R.I.P South Park Tree. A long saga is over. The notorious narrow humped passage around the tree in the Duwamish Trail is gone. The trail is back to its full, not-so-wide width. It is flat and paved where there was a hazardous obstacle.
This cottonwood had been growing into the trail and getting worse for 13 years, by some accounts. Al Jackson, Bill Gobie and others from WSBC really pushed over the past 7 months to get SDOT to eliminate this hazard and restore the trail. We thank SDOT for doing it, and getting it paved immediately.
We hope that it will not take this much pushing in the future when there is an obvious hazard encroaching into the bike and pedestrian part of a busy street right-of-way.
We know that after every windstorm the fallen trees blocking traffic lanes are removed within hours, and dangerous leaning trees are cut down. We also see that sometimes fallen trees just stay in the bike lanes and across trails and sidewalks for days, even on bike thoroughfares like Dexter Ave N this year.
We saw this past winter that the vehicle traffic lane was promptly repaired when the South Park tree roots started humping that pavement, while the trail remained in its dangerous condition.
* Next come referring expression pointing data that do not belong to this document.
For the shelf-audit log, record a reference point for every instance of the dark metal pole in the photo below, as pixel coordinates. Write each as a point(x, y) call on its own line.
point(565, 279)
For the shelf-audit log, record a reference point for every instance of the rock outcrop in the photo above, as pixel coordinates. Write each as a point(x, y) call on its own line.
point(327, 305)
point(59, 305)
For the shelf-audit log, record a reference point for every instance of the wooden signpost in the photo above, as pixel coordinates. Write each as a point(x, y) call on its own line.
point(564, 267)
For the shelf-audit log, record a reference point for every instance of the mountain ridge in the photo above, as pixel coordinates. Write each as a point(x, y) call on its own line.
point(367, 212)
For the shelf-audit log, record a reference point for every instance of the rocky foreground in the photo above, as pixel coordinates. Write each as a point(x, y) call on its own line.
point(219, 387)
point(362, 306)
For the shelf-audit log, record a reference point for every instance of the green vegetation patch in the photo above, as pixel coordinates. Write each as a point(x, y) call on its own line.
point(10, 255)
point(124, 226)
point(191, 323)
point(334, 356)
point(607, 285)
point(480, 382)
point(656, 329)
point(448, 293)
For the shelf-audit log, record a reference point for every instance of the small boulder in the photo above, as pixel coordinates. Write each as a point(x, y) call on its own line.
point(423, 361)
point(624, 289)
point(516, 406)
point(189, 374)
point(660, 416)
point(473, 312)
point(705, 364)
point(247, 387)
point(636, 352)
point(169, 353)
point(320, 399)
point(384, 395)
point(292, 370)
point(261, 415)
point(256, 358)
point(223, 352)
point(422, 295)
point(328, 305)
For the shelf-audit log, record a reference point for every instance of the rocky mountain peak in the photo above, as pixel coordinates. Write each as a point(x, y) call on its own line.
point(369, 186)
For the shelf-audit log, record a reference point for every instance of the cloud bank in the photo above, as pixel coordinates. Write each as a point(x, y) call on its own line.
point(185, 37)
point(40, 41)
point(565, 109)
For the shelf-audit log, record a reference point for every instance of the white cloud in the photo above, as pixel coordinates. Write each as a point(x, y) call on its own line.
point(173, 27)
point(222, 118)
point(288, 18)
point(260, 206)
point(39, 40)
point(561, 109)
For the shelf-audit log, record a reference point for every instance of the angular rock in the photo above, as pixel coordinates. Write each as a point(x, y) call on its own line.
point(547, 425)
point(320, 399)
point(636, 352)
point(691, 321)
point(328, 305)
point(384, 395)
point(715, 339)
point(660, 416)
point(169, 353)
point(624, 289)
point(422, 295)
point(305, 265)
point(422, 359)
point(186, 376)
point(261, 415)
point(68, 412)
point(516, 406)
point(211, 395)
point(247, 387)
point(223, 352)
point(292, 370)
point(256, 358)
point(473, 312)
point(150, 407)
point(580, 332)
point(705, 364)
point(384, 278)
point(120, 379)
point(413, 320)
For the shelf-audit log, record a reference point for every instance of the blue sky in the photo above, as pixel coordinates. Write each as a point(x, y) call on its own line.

We know that trees are not allowed to sprout and grow in the vehicle traffic lanes anywhere. And we wonder if this condition would ever be allowed to continue so long in wealthier, whiter neighborhoods than South Park?
We hope that it is starting to sink in that multi-use paths and trails and bike lanes are traffic lanes, too, equally important for the people using them to get to work, school, home, to and from all the places people in cars and trucks are going?